Nuclear technology is dual use in nature, meaning that it can be used to produce nuclear energy or to build nuclear weapons. Despite security concerns about proliferation, the United States and other nuclear nations have regularly shared with other countries nuclear technology, materials, and knowledge for peaceful purposes. In Atomic Assistance, Matthew Fuhrmann argues that governments use peaceful nuclear assistance as a tool of economic statecraft. Nuclear suppliers hope that they can reap the benefits of foreign aid-improving relationships with their allies, limiting the influence of their adversaries, enhancing their energy security by gaining favorable access to oil supplies-without undermining their security. By providing peaceful nuclear assistance, however, countries inadvertently help spread nuclear weapons.

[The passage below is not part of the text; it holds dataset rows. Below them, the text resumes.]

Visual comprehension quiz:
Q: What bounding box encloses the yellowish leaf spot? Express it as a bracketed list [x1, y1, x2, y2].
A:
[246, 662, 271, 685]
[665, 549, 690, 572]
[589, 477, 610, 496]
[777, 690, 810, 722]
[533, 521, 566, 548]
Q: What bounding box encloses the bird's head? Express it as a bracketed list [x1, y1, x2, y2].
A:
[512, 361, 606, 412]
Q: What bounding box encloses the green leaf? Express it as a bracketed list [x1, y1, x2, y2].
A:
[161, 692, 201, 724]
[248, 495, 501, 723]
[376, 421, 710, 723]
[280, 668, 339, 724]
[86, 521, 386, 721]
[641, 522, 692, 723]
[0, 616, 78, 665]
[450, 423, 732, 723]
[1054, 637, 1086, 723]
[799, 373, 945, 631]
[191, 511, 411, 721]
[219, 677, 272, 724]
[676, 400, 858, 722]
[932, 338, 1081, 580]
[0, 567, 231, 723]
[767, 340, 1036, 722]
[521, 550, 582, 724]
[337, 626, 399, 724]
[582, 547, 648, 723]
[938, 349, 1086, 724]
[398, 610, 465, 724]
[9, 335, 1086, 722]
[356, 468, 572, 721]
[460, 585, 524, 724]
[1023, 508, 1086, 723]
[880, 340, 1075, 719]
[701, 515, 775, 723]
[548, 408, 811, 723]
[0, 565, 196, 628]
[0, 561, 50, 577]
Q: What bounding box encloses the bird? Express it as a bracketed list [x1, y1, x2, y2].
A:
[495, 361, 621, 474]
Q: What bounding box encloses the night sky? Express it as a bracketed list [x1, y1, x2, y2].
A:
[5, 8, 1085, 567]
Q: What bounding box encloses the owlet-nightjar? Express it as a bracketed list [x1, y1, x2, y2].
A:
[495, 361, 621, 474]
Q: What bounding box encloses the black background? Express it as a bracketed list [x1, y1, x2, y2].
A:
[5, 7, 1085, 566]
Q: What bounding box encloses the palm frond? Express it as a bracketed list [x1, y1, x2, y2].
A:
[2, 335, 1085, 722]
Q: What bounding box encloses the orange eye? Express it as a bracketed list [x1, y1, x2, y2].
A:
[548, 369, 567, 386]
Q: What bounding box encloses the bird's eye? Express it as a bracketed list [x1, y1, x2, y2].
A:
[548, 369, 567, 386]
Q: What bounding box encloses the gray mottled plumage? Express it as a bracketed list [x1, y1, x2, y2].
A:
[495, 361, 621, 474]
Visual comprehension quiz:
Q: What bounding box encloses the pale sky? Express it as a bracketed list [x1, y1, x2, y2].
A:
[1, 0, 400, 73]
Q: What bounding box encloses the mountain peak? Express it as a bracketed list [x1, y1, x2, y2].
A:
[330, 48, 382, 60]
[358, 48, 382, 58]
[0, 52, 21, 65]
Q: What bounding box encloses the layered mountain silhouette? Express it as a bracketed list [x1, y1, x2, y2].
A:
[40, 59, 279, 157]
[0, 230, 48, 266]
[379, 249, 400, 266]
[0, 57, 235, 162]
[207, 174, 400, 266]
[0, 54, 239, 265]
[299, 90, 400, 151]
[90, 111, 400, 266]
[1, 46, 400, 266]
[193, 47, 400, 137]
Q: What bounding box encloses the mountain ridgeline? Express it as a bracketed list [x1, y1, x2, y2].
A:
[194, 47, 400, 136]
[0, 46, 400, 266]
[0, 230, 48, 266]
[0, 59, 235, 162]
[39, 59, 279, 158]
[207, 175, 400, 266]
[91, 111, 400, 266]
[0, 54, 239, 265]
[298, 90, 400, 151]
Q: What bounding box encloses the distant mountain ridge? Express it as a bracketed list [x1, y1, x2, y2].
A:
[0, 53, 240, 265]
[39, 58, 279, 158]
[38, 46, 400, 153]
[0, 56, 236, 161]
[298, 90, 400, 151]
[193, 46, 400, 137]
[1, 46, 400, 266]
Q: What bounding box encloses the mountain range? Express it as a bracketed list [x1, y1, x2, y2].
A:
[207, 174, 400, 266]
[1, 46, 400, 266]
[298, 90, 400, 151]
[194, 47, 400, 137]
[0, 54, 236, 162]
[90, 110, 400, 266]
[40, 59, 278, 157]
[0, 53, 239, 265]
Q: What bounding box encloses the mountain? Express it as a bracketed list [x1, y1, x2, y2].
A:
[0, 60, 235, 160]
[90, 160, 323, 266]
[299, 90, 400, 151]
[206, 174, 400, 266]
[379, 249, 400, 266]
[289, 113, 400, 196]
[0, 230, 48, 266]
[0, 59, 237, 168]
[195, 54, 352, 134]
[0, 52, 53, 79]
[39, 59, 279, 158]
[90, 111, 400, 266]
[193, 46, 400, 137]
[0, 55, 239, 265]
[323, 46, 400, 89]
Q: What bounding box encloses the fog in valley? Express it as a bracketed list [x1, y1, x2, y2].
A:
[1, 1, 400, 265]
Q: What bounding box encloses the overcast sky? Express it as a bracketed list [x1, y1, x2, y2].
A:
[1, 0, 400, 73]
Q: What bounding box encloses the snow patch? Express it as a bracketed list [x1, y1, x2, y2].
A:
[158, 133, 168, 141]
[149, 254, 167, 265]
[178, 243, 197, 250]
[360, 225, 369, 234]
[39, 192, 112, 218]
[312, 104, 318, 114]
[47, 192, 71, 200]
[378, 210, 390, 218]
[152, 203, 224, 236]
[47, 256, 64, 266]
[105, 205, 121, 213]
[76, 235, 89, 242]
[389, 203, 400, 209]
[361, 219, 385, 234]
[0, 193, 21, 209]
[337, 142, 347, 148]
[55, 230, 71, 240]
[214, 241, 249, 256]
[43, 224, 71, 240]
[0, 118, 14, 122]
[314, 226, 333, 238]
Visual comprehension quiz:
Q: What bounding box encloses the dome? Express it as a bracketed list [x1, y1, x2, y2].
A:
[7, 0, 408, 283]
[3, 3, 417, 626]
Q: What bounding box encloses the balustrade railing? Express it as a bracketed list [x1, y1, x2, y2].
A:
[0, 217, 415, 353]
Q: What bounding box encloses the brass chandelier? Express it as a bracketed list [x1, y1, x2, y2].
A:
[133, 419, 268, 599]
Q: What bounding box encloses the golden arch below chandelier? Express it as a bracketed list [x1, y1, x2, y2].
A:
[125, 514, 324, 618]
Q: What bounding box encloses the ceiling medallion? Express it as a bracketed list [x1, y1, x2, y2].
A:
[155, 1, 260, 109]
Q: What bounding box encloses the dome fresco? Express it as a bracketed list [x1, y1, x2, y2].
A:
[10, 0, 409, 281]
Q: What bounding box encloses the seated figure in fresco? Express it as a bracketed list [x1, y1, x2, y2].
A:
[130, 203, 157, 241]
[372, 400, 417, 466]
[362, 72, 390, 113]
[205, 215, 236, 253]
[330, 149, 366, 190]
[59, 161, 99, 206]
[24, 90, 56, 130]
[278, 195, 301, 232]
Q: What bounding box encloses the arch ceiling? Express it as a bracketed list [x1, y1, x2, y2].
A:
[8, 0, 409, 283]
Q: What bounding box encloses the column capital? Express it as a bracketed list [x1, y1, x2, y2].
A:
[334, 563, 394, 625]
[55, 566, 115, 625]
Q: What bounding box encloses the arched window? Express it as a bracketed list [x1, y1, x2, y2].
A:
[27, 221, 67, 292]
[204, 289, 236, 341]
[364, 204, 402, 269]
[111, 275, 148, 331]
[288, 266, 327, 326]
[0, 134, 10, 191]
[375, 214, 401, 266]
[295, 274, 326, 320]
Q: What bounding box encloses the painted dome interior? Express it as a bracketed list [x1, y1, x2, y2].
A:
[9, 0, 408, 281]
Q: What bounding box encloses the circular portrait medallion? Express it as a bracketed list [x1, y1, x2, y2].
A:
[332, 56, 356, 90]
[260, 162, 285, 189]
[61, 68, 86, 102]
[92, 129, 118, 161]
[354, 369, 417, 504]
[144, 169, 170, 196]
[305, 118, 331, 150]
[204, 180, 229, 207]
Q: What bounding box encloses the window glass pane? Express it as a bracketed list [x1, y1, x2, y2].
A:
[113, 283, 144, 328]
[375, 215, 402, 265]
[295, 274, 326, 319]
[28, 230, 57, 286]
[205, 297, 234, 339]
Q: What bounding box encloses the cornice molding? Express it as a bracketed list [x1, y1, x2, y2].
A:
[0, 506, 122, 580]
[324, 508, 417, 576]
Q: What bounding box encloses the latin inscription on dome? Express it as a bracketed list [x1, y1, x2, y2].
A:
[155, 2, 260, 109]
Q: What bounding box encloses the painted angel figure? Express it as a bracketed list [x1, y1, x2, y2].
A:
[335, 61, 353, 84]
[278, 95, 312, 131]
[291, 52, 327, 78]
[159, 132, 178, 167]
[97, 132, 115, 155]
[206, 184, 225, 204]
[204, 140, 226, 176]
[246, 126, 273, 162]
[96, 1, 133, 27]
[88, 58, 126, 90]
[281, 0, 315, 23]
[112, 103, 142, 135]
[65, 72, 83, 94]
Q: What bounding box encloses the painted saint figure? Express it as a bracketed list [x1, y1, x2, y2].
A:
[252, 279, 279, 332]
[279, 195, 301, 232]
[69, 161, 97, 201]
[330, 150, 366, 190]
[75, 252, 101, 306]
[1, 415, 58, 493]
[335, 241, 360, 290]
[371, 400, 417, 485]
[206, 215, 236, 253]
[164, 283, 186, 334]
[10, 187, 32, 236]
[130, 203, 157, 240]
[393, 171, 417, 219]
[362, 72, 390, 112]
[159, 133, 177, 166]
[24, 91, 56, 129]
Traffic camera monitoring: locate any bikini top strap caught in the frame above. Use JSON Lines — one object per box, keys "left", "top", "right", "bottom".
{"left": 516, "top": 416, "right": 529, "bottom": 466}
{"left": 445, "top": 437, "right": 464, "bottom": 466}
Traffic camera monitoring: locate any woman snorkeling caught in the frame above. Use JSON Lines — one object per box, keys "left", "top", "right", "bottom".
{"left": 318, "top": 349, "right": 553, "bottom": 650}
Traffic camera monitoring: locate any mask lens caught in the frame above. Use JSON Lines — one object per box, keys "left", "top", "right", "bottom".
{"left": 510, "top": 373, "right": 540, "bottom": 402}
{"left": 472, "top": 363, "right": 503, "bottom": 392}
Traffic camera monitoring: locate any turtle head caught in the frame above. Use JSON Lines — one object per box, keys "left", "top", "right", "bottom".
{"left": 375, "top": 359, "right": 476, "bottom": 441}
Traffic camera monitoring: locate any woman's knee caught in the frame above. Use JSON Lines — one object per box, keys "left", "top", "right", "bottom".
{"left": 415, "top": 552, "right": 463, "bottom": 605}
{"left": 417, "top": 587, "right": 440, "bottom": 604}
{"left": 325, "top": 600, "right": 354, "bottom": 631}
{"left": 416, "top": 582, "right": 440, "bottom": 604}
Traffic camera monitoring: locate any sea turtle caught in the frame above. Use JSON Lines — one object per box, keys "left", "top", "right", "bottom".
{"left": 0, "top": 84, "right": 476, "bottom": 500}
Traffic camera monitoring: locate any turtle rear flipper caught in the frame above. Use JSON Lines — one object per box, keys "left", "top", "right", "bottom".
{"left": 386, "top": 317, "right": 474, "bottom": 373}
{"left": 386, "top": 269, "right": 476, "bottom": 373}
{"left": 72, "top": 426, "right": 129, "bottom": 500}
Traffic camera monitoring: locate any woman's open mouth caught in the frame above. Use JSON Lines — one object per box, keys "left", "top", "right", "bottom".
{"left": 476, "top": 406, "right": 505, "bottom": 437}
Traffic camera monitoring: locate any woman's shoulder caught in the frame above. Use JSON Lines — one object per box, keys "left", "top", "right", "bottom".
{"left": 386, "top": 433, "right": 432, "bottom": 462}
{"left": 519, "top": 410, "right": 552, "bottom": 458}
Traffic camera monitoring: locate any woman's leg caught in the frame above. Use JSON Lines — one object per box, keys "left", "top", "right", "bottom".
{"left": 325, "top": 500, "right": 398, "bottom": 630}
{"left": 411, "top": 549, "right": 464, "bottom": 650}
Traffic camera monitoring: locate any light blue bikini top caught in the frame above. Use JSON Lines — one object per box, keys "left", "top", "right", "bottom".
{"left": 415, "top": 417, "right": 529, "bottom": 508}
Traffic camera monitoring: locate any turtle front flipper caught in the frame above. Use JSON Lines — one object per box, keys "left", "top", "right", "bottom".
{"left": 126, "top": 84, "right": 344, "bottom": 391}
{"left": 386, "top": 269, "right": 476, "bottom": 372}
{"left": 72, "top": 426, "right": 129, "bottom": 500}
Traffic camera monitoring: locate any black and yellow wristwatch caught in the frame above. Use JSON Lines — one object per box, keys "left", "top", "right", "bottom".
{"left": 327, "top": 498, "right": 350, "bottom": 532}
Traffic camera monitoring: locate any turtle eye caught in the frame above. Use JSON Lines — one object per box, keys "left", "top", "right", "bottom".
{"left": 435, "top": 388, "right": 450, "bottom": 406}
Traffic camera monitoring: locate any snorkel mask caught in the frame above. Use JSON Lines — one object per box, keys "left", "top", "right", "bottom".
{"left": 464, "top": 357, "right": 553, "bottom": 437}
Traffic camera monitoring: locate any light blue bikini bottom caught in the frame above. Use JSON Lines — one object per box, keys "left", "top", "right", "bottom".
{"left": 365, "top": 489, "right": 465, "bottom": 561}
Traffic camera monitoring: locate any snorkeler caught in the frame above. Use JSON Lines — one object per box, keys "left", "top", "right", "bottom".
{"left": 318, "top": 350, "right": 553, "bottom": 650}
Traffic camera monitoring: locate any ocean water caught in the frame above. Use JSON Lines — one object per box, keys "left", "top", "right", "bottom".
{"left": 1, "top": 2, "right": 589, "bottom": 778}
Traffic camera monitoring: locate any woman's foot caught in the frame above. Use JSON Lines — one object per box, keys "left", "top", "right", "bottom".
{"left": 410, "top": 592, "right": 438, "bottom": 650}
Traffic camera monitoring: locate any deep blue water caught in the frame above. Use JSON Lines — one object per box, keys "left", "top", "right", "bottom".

Fuhrmann draws on several cases of "Atoms for Peace," including U.S. civilian nuclear assistance to Iran from 1957 to 1979; Soviet aid to Libya from 1975 to 1986; French, Italian, and Brazilian nuclear exports to Iraq from 1975 to 1981; and U.S. nuclear cooperation with India from 2001 to 2008. He also explores decision making in countries such as Japan, North Korea, Pakistan, South Africa, and Syria to determine why states began (or did not begin) nuclear weapons programs and why some programs succeeded while others failed. Fuhrmann concludes that, on average, countries receiving higher levels of peaceful nuclear assistance are more likely to pursue and acquire the bomb-especially if they experience an international crisis after receiving aid.